July 24, 2021

996: Chinese bosses think it’s awesome

When we do what we love, can we still talk about work? This is more or less the line taken by Jack Ma, the Chinese leader of Alibaba and one of the biggest fortunes in China, in a blog post published on the Weibo platform addressing the issue of working time.

In China, in fact, the debate has been raging for several weeks on the “996” work rate set up by several large Chinese companies in the new technologies sector and which is proving to be very trying for their employees. “996” indeed means “From 9 am to 9 pm, 6 days a week”, that is to say weeks of a little more than 60 hours.

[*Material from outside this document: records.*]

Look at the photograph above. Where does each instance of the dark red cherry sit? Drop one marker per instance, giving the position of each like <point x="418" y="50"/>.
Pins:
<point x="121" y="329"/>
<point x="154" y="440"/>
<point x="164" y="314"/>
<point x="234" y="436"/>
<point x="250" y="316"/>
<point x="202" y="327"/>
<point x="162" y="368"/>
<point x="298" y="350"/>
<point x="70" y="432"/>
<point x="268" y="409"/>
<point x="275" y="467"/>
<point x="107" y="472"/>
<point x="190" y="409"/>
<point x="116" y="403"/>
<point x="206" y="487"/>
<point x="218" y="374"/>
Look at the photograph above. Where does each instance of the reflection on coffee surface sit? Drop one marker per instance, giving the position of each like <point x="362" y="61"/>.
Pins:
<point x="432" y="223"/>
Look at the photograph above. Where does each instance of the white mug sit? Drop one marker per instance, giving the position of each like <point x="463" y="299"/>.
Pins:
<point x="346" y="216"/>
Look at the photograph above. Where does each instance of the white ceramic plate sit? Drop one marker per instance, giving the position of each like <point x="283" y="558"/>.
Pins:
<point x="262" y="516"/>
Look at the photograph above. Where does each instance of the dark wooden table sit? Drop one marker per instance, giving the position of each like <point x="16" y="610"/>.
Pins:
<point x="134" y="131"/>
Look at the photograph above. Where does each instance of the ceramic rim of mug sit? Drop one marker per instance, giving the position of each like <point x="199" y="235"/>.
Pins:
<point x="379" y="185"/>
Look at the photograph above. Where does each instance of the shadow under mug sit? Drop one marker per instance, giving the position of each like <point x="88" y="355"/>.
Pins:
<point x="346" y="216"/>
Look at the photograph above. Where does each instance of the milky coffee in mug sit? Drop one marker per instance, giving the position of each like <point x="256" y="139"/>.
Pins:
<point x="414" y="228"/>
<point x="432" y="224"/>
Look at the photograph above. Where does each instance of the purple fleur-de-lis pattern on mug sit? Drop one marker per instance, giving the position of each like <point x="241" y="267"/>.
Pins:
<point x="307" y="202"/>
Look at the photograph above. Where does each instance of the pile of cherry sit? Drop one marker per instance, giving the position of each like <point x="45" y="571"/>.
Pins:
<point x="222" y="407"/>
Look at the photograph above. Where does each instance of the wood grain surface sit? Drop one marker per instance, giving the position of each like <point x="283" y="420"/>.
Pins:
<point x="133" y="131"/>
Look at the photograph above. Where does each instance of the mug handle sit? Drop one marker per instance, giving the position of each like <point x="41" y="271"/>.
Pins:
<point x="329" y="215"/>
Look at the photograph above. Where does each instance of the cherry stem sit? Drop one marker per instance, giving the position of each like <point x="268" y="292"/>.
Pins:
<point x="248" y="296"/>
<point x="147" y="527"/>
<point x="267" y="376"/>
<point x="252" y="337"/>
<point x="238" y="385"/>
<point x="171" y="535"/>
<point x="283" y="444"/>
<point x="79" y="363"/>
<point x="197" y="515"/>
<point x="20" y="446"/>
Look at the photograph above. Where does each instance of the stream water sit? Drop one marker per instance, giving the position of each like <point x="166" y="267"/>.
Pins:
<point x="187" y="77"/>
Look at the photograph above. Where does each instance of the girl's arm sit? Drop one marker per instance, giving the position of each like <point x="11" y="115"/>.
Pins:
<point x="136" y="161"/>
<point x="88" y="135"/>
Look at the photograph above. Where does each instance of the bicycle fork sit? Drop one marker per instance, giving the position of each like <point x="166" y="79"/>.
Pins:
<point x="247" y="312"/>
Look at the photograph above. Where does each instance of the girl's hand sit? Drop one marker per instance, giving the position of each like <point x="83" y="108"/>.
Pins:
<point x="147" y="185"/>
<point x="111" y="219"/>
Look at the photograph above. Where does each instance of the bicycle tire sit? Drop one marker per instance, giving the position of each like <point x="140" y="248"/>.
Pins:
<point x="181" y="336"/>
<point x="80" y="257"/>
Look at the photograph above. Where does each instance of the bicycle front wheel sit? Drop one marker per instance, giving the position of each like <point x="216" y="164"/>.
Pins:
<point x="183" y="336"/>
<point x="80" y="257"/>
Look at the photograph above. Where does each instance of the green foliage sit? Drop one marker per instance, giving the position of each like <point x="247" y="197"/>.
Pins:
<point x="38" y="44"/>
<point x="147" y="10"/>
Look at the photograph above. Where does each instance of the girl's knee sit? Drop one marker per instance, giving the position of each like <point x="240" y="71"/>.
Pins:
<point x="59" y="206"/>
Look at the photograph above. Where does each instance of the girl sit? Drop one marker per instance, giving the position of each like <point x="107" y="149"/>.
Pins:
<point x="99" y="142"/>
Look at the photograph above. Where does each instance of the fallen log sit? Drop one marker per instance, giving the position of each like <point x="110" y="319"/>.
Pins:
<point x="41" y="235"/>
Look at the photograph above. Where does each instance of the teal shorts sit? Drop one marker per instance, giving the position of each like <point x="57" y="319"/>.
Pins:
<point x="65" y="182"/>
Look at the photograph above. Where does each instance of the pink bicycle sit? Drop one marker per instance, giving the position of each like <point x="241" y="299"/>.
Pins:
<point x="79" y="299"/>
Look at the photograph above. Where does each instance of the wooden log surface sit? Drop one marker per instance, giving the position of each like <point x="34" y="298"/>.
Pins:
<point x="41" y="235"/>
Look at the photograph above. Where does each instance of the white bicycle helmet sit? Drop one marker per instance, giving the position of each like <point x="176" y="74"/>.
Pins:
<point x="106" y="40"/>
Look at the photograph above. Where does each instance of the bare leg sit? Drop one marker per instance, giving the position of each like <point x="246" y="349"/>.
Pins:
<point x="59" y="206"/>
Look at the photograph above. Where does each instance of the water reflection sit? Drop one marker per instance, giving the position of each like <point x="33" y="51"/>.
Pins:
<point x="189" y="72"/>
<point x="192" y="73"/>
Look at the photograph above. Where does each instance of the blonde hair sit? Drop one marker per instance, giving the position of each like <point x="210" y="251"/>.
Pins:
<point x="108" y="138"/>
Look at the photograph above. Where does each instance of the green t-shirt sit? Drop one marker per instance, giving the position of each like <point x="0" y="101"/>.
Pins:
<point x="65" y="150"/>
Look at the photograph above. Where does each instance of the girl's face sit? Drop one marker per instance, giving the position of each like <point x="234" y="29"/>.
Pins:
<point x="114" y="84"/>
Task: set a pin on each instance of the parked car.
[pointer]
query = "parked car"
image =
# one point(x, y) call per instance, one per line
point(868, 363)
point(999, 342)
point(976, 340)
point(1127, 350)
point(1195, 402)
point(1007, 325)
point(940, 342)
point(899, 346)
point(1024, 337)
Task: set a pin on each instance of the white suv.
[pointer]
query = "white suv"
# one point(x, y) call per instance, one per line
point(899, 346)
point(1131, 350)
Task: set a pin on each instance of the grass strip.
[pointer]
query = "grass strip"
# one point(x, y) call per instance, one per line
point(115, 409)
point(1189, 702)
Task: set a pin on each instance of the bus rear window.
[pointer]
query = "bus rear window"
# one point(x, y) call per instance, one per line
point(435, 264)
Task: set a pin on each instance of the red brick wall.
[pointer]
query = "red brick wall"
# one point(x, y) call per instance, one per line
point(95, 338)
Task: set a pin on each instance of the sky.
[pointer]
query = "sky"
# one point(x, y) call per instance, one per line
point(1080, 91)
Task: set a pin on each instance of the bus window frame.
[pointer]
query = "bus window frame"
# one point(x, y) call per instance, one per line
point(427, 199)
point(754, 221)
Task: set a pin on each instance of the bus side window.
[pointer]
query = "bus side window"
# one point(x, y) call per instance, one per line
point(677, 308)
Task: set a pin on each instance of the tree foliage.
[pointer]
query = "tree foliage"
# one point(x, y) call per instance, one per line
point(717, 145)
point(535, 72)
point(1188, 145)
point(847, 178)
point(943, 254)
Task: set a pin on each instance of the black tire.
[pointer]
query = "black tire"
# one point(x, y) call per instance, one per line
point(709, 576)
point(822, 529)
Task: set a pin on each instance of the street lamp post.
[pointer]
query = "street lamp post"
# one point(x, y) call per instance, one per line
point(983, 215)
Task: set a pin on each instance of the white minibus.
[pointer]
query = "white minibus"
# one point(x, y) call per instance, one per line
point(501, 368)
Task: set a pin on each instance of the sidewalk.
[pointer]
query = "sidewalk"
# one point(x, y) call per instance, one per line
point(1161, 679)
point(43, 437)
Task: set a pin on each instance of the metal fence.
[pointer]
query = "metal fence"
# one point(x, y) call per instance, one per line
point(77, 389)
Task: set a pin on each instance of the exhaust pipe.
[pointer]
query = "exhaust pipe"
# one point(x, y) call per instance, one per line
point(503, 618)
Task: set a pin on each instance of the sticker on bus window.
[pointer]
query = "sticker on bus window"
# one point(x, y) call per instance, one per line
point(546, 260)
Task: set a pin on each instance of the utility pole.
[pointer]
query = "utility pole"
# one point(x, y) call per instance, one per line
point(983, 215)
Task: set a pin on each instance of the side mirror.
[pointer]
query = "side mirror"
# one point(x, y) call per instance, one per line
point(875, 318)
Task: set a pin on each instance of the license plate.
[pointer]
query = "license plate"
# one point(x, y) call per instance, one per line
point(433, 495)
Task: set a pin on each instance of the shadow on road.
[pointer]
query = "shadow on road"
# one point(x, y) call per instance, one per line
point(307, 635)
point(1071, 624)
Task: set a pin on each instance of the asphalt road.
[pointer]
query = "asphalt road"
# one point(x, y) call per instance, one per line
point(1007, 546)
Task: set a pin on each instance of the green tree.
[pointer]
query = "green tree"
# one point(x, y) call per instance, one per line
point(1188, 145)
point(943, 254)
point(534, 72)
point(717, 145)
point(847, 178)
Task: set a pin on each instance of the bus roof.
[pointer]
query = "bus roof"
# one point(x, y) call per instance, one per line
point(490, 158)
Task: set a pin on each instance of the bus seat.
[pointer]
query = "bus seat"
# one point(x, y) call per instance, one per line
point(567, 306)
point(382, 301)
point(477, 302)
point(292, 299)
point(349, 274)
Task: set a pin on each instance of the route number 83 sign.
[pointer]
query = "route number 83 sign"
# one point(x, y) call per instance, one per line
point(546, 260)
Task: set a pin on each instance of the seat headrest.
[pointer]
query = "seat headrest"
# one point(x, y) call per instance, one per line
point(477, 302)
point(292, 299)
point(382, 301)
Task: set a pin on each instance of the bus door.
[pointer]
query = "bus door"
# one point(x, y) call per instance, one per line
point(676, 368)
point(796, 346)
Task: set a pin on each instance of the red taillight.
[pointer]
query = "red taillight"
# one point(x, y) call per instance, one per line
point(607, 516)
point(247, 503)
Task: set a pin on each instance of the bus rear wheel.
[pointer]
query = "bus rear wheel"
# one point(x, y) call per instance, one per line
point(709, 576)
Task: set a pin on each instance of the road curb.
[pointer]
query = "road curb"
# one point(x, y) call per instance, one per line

For the manager, this pace of work is not a problem. In his first blog post, Jack Ma explained that “working by the rule of 996 is a huge joy. If you want to join Alibaba, you have to be prepared to work 12 hours a day, otherwise why bother to join? ours ?”.

Jack Ma’s stance on the matter is not new, but the publication of this blog post echoes criticism from many developers and employees in China’s e-commerce industry who have spoken out against the practice. illegal of 996 in Chinese companies. For Jack Ma, nothing is more natural than to practice the 996 in these companies where the average age is between 20 and 30 years: “if you don’t do it now, when are you going to do it?” the leader questioned in his publication.

Not in political correctness

Jack Ma’s initial post drew plenty of criticism and negative commentary, but in a second post the executive persisted and signed in a second blog post reacting to the criticism: “As expected, my internal comments a few days ago about of the “996” rule have sparked constant debate and criticism. I understand these people, and I could have said something ‘correct’. But there is no shortage of people saying ‘correct’ things in the in today’s world, what we lack are words full of truth, which make people think “. With lip service, Jack Ma concedes that he does not intend to “force” the workers to adopt 996, while very clearly inviting them to volunteer to subscribe to this at least restrictive regime.

As the developers of the 996.ICU movement explain, the “996” work pace is increasingly imposed by large Chinese companies in the new technology sector. But the law in force in China strictly regulates working time: beyond 40 hours per week, employees must be volunteers and be paid overtime. Details that large companies often forget. On Github, developers are nevertheless organizing and trying to list companies that try to impose illegal work rates.

Jack Ma is not the only one to adopt a point of view resolutely hostile to the criticisms leveled by Chinese developers. The head of JD.com, Alibaba’s main competitor, also took a stand on the debate. Not surprisingly, JD.com was one of the first companies targeted by the 996.ICU initiative for adopting this pace of work in some of its departments. Richard Liu, founder of JD.com, denied imposing this pace of work on his employees, but also took the opportunity to castigate the “lazy” within his teams, while the company announces job cuts to stay competitive.